92年11月のドラフト会議。サッカーのJリーグが開幕を翌年5月に控え、大相撲では「若貴兄弟」の台頭で空前のブームが巻き起こっていた。プロ野球に世間の関心が薄れそうになる中、長嶋さんは甲子園を沸かせたヒーローを4球団による競合抽選で引き当てた。師弟の歩みが始まった。
長嶋さんの自宅、遠征先などで松井さんは毎日のようにバットを振った。「練習、努力をしないと、いい選手には近づかない」との思いから。空気を切り裂くスイングの音に耳を傾けた師匠は、自分が納得するまで繰り返させた。
2000年。4番の座を誰にも譲らなかった松井さんは本塁打、打点の2冠に輝く。長嶋さんにとって最後の日本一に貢献して恩に報いた。
03年のヤンキース入り後も、国際電話越しにスイングの音の確認があったという。沈む速球などに苦しみ、メジャーの洗礼を浴びた時期も経験。それだけに心強かったことだろう。

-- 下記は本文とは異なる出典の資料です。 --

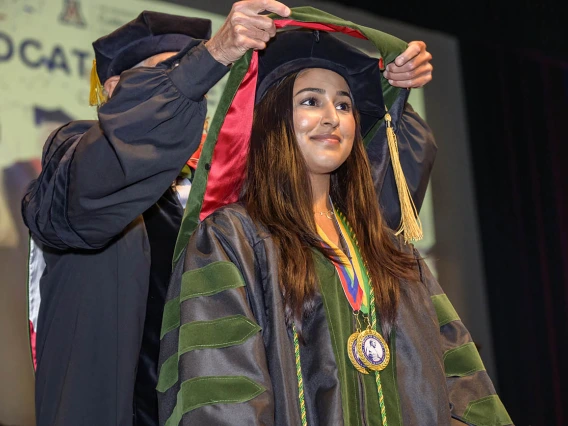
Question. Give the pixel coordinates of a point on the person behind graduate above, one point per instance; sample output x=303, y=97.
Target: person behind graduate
x=298, y=305
x=106, y=214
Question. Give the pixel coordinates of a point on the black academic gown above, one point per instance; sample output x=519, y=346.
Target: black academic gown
x=228, y=358
x=106, y=218
x=108, y=231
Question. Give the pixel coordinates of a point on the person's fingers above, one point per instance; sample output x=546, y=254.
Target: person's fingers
x=415, y=82
x=250, y=38
x=416, y=62
x=413, y=49
x=255, y=22
x=258, y=6
x=409, y=75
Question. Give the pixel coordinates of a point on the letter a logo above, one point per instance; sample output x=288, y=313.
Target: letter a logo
x=71, y=13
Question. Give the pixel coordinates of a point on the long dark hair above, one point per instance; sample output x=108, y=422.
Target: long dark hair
x=275, y=194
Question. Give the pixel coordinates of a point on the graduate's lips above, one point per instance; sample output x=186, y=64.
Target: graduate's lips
x=327, y=137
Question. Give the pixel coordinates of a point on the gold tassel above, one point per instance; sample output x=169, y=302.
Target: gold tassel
x=96, y=95
x=410, y=221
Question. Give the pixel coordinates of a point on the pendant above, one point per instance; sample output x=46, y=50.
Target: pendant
x=372, y=350
x=353, y=356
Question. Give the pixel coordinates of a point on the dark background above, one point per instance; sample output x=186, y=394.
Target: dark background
x=514, y=59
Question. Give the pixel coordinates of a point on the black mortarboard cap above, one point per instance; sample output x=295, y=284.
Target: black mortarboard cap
x=149, y=34
x=293, y=50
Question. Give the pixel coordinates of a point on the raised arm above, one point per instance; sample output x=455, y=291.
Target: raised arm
x=98, y=176
x=214, y=369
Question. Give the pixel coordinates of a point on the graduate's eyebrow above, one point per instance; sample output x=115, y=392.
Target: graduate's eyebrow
x=322, y=91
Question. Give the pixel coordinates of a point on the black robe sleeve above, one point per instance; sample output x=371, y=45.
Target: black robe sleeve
x=99, y=175
x=472, y=396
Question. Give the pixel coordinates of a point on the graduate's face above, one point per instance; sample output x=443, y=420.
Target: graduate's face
x=323, y=119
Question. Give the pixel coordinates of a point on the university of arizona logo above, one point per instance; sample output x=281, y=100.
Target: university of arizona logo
x=71, y=13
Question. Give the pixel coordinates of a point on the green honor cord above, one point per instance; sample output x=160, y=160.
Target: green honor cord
x=299, y=376
x=301, y=381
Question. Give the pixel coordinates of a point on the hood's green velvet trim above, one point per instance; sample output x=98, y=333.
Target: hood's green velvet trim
x=220, y=333
x=487, y=411
x=462, y=361
x=168, y=373
x=170, y=319
x=200, y=391
x=195, y=200
x=206, y=281
x=211, y=279
x=444, y=309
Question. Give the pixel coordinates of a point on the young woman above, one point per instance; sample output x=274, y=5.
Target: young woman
x=298, y=305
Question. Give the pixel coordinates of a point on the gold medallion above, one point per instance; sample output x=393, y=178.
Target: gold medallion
x=372, y=350
x=352, y=353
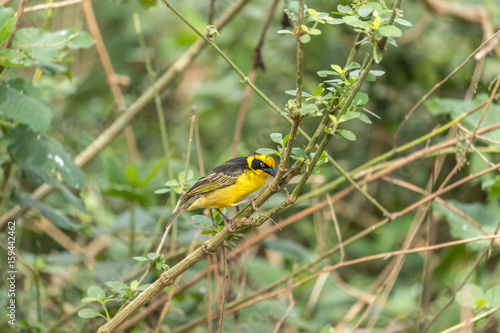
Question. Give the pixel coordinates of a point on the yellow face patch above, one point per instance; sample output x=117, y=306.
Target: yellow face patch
x=264, y=158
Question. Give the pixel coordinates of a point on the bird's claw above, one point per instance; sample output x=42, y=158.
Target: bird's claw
x=251, y=200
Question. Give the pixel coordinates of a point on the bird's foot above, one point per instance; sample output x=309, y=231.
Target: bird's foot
x=251, y=200
x=227, y=220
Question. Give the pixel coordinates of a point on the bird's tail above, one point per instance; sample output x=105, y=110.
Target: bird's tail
x=183, y=208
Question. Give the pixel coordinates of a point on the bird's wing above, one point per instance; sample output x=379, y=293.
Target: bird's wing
x=211, y=182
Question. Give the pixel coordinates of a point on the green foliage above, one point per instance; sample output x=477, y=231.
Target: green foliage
x=105, y=217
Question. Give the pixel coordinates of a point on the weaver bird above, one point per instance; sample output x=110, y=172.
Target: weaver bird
x=227, y=185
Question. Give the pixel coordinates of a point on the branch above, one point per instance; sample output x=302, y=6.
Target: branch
x=108, y=135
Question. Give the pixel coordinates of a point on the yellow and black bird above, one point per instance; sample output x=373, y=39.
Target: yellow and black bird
x=227, y=185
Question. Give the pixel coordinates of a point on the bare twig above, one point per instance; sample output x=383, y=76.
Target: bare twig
x=466, y=278
x=439, y=84
x=113, y=79
x=291, y=300
x=133, y=110
x=226, y=278
x=52, y=5
x=337, y=229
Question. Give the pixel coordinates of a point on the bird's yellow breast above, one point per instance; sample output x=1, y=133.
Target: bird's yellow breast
x=249, y=182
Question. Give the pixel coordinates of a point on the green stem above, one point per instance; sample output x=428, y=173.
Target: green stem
x=132, y=230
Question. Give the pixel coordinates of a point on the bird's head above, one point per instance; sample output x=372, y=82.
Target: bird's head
x=261, y=164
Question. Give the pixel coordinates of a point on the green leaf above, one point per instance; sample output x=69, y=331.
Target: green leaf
x=377, y=54
x=353, y=21
x=352, y=65
x=390, y=31
x=308, y=109
x=141, y=259
x=146, y=4
x=337, y=69
x=403, y=22
x=348, y=116
x=468, y=295
x=153, y=256
x=364, y=118
x=59, y=219
x=294, y=93
x=327, y=329
x=96, y=292
x=21, y=102
x=44, y=46
x=14, y=58
x=493, y=186
x=304, y=39
x=325, y=73
x=360, y=99
x=182, y=176
x=126, y=192
x=7, y=23
x=344, y=9
x=201, y=219
x=347, y=134
x=365, y=10
x=89, y=313
x=277, y=137
x=300, y=153
x=45, y=153
x=480, y=303
x=335, y=21
x=143, y=287
x=315, y=32
x=267, y=151
x=492, y=296
x=90, y=299
x=162, y=190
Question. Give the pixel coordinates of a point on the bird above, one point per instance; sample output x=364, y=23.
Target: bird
x=227, y=185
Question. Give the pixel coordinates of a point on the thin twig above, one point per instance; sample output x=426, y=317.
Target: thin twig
x=52, y=5
x=113, y=79
x=257, y=63
x=226, y=278
x=290, y=299
x=337, y=229
x=110, y=133
x=439, y=84
x=464, y=281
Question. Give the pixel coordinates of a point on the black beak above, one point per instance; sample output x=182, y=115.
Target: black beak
x=270, y=171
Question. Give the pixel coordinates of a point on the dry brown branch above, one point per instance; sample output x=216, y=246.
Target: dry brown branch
x=111, y=76
x=52, y=5
x=469, y=274
x=439, y=84
x=454, y=209
x=383, y=256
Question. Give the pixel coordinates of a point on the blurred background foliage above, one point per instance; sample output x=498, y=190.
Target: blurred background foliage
x=90, y=242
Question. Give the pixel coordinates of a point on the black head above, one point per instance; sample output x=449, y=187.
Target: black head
x=264, y=163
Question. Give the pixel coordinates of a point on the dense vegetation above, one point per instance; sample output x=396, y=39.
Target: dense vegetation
x=382, y=117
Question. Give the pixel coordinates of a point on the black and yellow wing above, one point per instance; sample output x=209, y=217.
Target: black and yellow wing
x=224, y=175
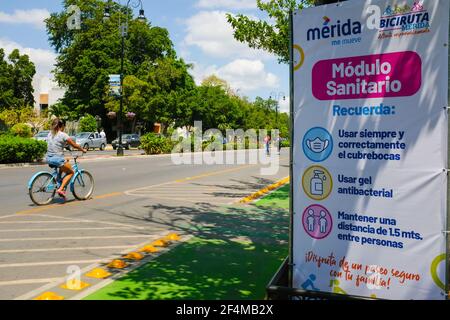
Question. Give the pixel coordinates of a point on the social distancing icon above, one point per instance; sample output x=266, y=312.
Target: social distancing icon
x=317, y=183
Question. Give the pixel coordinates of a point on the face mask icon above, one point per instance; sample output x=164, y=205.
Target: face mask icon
x=317, y=145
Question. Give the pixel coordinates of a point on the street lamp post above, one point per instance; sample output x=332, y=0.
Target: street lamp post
x=123, y=33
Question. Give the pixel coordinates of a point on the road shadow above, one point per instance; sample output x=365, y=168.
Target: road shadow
x=233, y=254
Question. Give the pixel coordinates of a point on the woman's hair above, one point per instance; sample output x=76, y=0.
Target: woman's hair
x=57, y=124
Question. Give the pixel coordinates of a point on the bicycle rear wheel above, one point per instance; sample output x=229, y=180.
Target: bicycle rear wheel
x=83, y=186
x=43, y=189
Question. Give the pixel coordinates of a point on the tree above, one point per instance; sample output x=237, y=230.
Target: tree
x=88, y=124
x=87, y=56
x=16, y=77
x=270, y=36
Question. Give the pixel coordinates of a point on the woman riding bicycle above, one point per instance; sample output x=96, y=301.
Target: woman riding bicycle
x=56, y=141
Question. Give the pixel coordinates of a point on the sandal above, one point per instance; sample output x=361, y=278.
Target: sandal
x=62, y=194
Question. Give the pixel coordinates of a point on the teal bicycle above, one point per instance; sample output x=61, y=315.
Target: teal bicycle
x=43, y=185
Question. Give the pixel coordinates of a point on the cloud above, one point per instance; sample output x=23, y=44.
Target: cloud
x=229, y=4
x=34, y=17
x=243, y=75
x=211, y=32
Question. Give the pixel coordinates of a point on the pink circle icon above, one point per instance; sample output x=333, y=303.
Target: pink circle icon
x=317, y=221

04年3月、師が脳梗塞で倒れ入院。松井さんは心を痛めた。「僕が活躍するのが一番うれしいだろうし、一番の恩返しになる」。09年の開幕戦で長嶋さんの通算本塁打数444本を抜くと、試合後に報告。ロッカールームでは恩師について書かれた原稿を読み込み、病状などの近況について話題が出るたび、感極まった表情で応じたのが印象的だった。
引退後の13年、長嶋さんと国民栄誉賞を同時授与された。「これからも監督の背中を追い続けたいし、そのきっかけを頂いた」。固い絆で日本の野球をリードし、多くのファンに愛された師弟だった。